Meinung : Jeremy Corbyn - Der aufgeweichte Hardliner

Der Brexit ist der schlechteste Running Gag der Politik, bei dem das Lachen seit Monaten im Halse steckt. Jetzt spricht sich die Labour-Party des Oppositionsführers Jeremy Corbyn für ein zweites Brexit-Referendum der Bevökerung aus – und einigt damit die britische Opposition gegen May.

Es ist der schlechteste Running Gag der Politik, bei dem das Lachen seit Monaten im Halse steckt: Gerade noch nimmt die britische Regierung angeblich eine Verschiebung des Brexits in Augenschein, gerade noch war diese von der EU favorisierte Lösung, die die Chance ließe, das große Chaos für beide Seiten verhindern zu können, von der Regierungschefin Theresa May dementiert worden, schon schlagen die Briten die nächste Finte: Die stolze Labour-Party des Oppositionsführers Jeremy Corbyn spricht sich für ein zweites Brexit-Referendum der Bevökerung aus – und einigt damit die britische Opposition gegen May.

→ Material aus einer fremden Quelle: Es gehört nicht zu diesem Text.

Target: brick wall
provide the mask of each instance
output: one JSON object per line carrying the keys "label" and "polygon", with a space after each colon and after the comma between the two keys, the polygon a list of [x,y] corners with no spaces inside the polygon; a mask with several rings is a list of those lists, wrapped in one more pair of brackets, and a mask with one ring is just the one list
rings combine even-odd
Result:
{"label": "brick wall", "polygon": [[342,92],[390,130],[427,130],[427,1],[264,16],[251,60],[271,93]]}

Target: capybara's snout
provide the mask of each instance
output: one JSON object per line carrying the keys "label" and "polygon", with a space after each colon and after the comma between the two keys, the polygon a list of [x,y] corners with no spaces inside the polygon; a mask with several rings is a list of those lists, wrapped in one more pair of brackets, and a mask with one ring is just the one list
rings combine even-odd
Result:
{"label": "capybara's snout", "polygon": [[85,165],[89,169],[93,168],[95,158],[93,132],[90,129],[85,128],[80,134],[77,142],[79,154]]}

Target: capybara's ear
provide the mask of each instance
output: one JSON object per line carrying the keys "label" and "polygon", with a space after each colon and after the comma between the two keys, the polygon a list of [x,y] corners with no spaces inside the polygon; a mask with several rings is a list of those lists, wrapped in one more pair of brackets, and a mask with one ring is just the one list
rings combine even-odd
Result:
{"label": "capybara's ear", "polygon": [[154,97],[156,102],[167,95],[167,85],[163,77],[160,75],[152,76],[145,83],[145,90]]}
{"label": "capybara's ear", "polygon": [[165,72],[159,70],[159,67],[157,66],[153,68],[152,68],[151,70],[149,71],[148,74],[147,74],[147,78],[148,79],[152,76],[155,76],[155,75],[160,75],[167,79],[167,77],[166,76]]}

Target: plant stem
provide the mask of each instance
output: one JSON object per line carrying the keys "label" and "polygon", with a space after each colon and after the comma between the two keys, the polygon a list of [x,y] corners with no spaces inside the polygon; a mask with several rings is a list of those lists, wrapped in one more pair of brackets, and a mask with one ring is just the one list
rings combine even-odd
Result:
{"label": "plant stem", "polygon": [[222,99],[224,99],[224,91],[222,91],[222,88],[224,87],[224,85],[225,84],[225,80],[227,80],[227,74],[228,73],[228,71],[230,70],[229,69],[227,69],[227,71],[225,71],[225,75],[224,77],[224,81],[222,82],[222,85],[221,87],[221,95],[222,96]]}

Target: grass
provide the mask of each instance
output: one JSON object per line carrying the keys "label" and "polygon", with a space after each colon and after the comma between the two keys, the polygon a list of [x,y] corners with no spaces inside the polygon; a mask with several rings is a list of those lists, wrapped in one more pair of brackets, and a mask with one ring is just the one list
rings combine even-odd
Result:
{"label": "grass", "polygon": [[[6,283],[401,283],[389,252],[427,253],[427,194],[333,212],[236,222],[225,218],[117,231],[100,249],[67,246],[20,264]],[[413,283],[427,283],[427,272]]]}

Natürlich nicht ganz freiwillig, weil stolze Politiker wie Corbyn ihre Haltungen von einst nicht gerne über Bord werfen: Corbyn ist Brexiteer, stimmte also stets und immer für den Ausstieg aus der EU und fühlte sich bis Montagbend daran gebunden, weil seine Wähler in den Labour-Stammlandschaften im Norden Großbritanniens ihm dies mit ihrem Votum aufgetragen hatten. In der Labour-Partei aber hat sich der Wind gedreht. Neun Abgeordnete haben in den vergangenen Tagen die Partei verlassen, auch aus Ärger über die strikte Haltung des Parteivorsitzenden, die sich nicht geändert haben mag, aber die Möglichkeiten für eine neue demokratische Entscheidung lässt.

Und jetzt? Wächst der Druck auf die konservative Regierungschefin May: Sie will keine zweite Volksabstimmung, hat aber auch beständig keine Mehrheit für den ausverhandelten Deal mit der Europäischen Union. Fünf Wochen sind es noch bis zum 29. März, dem Tag des festgelegten Austrittsdatums. Alternativen rücken nahe: eine Verschiebung, womöglich gar ein neues Referendum. Mit all seinen Risiken. Und am Ende gar ein EU-Verbleib? Es wäre ein echte Pointe.